Выбрать главу

Скосив глаза на онемевшую руку, понял сразу почему она затекла… на руке лежала голова, знакомая своим очертанием и цветом волос… Ясно! это был Аверьян, спящий или тоже раненый, как и он, может быть убитый… Свободной рукой схватил за волосы и сбросил эту голову в сторону… Аверьян лег, как будто удобней, показал свое очень желтое лицо! Ясно было что Аверья был убит так как лицо его было страшно желтое и даже синеватое.

Пошевелив пальцами руки, Галанин почувствовал что ему стало немного лучше и он перестал думать об убитом Аверьяне, начал думать о себе, о том, о чем давно не думал. О своей жизни, когда он был рабочим в том городе, где остались его старые знакомые. О том, как он хорошо и спокойно работал на заводе. И какой он был дурак, что променял эту спокойную радостную жизнь на каких то призраков, на тех, которых он никогда больше не увидит, которых наверное никогда и не было, которые, наверное, ему приснились здесь в кустах, под синим небом! Черт бы его побрал, его и этих остов! Что же получается? Получается то, что они все убежали и бросили его одного умирать здесь в кустах с мертвым пьяницей Аверьяном!

Было отчего заплакать! От горя и жалости, к себе, к Аверьяну, к тем сорока девяти, которых он все-таки успел похоронить с музыкой и ко многим другим а главное, к Шурочке! Плакал и жалел долго… но потом все-таки снова начал мечтать о том, как бы выпить! Посмотрел на пояс Аверьяна и вдруг увидел пристегнутую к нему большую двухлитровую фляжку и вспомнил… Так ясно, как наяву… Когда уходили из деревни, Аверьян подошел к нему и дал попробовать из своей фляжки крепкого, горького вина, с торжеством хвалился: «Для нас обоих, когда будет мучить жажда.»

И получилось то, что ввиду смерти этого чудака все два литра вина во фляжке принадлежали по праву ему, Галанину, нужно было действовать как можно скорее… сам удивился откуда взялись у него сила и энергия: стал на колени, отстегнул фляжку от пояса Аверьяна и жадно выпил несколько хороших глотков чудесного горького вина и выпив, начал страшно торопиться, что бы идти, встал бодро на ноги, пощупал больную голову: ничего особенного, на скуле что-то разбито! как будто немного шла кровь, а в остальном все в порядке, руки действуют и ноги держат, выпил еще побольше чтобы набраться сил и храбрости, снял куртку и закрыл ею мертвое лицо Аверьяна.

Стало прохладней и веселей, чтобы было еще веселей, снял сапоги и носки, схватил свой автомат, проверил его исправность, в кармане нащупал две французские яйцевидные гранаты и пошел не оглядываясь быстро и легко вниз в Швейцарию, шел, не останавливаясь, вышел на дорогу, увидел дома и смело пошел к ним, бояться было нечего: швейцарцы, конечно, были добрее и лучше всех народов на этой проклятой земле, — это и было видно по их добрым немного испуганным лицам, когда они попадались ему навстречу, по колокольному звону, которым они его встречали. Дошел быстро до церковной площади, где, конечно стояла делегация с хлебом-солью и на ступеньках крыльца церкви знакомое лицо вчерашнего кюре, который почему-то же страшно испугался… вообще все эти чудаки испугались… все… а почему?

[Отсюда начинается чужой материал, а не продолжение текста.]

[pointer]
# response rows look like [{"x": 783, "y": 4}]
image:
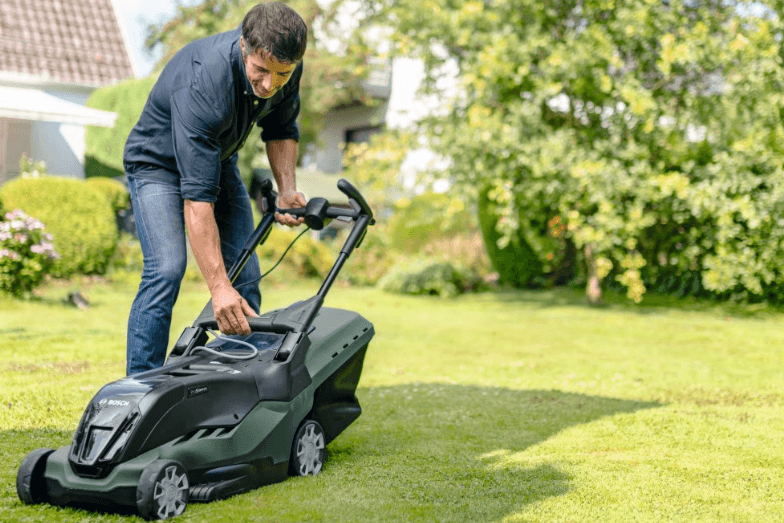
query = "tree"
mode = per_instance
[{"x": 650, "y": 130}]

Подумав понял: потому что он был командиром 654 Восточного батальона и на его руках было много крови… вспомнил без труда всех, начиная от Херца, утопленного по его приказанию в Сони и кончая Хохловым, которого он сам застрелил и других…

многих… Почувствовал себя страшным грешником и захотел здесь же всенародно покаяться… как, когда-то, Раскольников в романе знаменитого русского писателя Достоевского… Но что такое этот несчастный Раскольников и его грехи по сравнению с грехами его, оберлейтенанта Галанина? Ерунда на постном масле… только двух зарезал и испугался до смерти, в то время как он, Галанин так много, что со счета сбился… поэтому ему, в особенности, нужно просить прощения у всех и на всех языках всенародно и на коленях… Что решил, то и сделал безо всякого ложного стыда… стал на колени, поклонился до земли на все четыре стороны… просил… по-русски… по-французски… по-немецки… хотел еще по-итальянски, но запутался и замолчал… ждал прощения, вместо прощения увидел на лице попа улыбку и услышал ясно, как тот сказал, что у него только что кончилась месса и слишком поздно исповедоваться… врал и главное смеялся над ним, командиром Восточного батальона со своей дурацкой мессой! Вскочил на ноги, направил на попа автомат и начал его ругать по-французски матом… с удовольствием гонялся за разбегающимися во все стороны людьми, хотел во что бы то ни стало поймать кюре и его выпороть, за издевательство над горем!